One needn't discuss the tiptoe walking caveats that flood Larry-speak like a hail of packing peanuts in a distribution warehouse; ... but what the hell:
"And so we have agreed that I am speaking unofficially and not using this as an occasion to lay out the many things we're doing at Harvard to promote the crucial objective of diversity;" "and again, I am speaking completely descriptively and non-normatively;" "and this is harder to measure;" "So my sense is that the unfortunate truth-I would far prefer to believe something else, because it would be easier to address what is surely a serious social problem if something else were true;" "So, I think, while I would prefer to believe otherwise" [this last comment regards his highly controversial view of his toddler daughters' truck playing habits, his description of which which was met with a resounding hiss from the gallery]; and "They may be all wrong. I will have served my purpose if I have provoked thought on this question and provoked the marshalling of evidence to contradict what I have said."
Well, no. Unfortunately, being President of Harvard is a little bit like being a right-wing President whom the media thinks is stupid; even if you are often wrong, nothing you can say is right. This fact would be sad for academic discourse (Kalven, &c.) save for the fact that the President of Harvard is not a tenured position with academic responsibilities. (As President of Harvard, you can get trashed and hire prostitutes and collapse in New York and be removed by the Officers of the University without censure because of your superlative work in fundraising.

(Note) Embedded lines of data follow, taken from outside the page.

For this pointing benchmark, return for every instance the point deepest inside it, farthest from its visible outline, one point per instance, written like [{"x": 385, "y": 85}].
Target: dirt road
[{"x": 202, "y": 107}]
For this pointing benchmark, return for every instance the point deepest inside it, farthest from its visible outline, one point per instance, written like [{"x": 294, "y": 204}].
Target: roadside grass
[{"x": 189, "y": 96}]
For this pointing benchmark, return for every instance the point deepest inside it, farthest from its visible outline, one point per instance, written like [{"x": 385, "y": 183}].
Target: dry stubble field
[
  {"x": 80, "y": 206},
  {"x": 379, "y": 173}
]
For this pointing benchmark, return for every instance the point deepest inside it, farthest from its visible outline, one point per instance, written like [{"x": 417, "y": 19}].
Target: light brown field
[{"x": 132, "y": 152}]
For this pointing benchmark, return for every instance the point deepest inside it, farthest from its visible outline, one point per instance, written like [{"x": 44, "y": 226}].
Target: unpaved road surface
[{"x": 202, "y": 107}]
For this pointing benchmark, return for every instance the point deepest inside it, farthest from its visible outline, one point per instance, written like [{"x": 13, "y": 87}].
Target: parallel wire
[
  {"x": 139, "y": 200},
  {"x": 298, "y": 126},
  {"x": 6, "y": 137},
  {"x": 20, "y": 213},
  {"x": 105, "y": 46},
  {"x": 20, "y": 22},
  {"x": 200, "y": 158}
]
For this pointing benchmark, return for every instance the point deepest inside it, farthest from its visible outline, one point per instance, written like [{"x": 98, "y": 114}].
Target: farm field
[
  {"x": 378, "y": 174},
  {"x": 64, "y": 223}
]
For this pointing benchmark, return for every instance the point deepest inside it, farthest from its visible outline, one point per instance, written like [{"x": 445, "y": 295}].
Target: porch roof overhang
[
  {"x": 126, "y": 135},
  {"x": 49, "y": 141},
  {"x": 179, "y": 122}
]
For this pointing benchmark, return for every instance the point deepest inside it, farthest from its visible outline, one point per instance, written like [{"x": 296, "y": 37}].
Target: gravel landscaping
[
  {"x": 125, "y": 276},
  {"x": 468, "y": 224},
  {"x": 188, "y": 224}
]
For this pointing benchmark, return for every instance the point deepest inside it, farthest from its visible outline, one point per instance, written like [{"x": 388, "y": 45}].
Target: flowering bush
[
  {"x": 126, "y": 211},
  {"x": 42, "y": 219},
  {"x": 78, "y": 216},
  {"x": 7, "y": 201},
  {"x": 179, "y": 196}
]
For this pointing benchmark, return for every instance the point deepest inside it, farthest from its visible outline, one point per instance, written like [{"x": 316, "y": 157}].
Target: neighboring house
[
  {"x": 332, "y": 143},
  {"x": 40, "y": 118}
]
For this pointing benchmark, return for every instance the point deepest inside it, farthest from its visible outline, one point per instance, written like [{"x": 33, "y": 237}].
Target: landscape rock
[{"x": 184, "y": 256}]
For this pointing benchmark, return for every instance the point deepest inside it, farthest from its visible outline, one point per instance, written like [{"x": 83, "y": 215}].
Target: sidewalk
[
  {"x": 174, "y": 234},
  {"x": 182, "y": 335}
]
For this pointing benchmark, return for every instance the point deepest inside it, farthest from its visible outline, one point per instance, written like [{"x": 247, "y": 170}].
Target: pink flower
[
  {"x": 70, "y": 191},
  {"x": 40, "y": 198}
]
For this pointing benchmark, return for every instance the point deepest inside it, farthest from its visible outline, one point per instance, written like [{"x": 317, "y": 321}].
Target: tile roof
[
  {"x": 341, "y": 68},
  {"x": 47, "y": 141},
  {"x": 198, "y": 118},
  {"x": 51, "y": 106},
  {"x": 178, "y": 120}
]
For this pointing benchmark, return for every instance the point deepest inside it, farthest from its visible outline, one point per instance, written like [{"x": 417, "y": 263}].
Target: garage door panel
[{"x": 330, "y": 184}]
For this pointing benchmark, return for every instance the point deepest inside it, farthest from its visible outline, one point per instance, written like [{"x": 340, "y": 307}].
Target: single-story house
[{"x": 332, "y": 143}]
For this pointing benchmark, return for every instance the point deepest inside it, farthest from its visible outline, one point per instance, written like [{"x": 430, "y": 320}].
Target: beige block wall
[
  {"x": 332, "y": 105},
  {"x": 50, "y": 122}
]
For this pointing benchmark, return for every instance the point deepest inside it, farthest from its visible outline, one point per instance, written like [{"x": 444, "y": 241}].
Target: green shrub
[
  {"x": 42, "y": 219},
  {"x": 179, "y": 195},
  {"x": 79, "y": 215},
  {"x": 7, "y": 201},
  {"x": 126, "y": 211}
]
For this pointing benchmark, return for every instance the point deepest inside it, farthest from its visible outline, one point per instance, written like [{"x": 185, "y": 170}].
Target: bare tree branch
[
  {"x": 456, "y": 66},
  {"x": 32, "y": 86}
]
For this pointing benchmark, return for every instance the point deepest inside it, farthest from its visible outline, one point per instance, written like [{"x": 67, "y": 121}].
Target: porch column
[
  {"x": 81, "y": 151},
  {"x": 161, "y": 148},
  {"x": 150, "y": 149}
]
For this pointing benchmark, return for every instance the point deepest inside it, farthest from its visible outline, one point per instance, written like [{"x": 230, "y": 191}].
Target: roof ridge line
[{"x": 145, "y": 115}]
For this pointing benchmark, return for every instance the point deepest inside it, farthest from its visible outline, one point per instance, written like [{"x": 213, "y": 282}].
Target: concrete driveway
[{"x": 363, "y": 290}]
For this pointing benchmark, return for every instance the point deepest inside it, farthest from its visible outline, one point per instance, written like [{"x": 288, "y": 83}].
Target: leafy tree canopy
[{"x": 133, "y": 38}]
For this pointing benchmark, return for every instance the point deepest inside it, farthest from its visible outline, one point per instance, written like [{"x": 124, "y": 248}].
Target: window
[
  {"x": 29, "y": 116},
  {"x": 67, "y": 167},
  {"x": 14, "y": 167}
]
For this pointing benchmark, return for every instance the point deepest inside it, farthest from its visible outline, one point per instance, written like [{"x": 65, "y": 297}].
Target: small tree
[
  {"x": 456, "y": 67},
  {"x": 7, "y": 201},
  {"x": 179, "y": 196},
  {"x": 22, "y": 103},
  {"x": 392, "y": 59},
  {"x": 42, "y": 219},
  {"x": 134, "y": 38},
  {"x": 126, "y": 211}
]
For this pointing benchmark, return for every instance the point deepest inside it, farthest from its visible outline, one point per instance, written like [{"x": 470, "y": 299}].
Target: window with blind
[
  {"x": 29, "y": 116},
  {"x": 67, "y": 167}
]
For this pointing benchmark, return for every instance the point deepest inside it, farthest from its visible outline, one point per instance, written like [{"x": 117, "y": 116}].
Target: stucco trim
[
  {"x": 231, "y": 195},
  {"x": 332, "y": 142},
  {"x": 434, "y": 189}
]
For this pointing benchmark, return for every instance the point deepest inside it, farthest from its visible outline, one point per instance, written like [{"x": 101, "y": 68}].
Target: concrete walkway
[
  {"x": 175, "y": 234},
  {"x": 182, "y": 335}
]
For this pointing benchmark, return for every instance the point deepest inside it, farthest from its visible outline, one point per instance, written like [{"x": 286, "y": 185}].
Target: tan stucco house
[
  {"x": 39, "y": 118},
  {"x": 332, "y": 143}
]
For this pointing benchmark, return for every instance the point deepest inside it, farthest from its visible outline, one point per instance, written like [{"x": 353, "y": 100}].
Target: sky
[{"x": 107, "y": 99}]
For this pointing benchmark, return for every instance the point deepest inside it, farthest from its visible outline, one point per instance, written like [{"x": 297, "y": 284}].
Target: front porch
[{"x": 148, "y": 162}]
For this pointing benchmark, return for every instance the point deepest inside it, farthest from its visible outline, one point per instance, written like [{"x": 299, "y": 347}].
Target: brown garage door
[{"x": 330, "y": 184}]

But you will still be removed. Contra, say, professors whose wives "just don't understand them" (no more one-on-one tutorials for you, sir) or who record rap CDs and go on speaking tours without taking sabbatical. This is the anti-Terra of tenure.) So this is instead sad for discourse in general.
That is, Larry probably should refrain from political speech, because even when disclaimed, his word is taken as bull. And really, his place is to be an organizational shepherd. He's a CEO of a multi-billion dollar corporation now, which means the economics scholarship has to take a hit. Doesn't matter if his speech is right or wrong, if it's not about Allston or the GSAS/FAS/HBS/HLS/KSG/HSPH/HSE budget infighting, it's distracting from his effectiveness as a leader. This is just a sad fact of business. If he were say, Dean of the Faculty, these would be much more acceptable comments: acceptable not for any change in their content, which is both unimpeachable and (pace Kalven) irrelevant, but because of their context. As a CEO, he doesn't have that luxury (or obligation).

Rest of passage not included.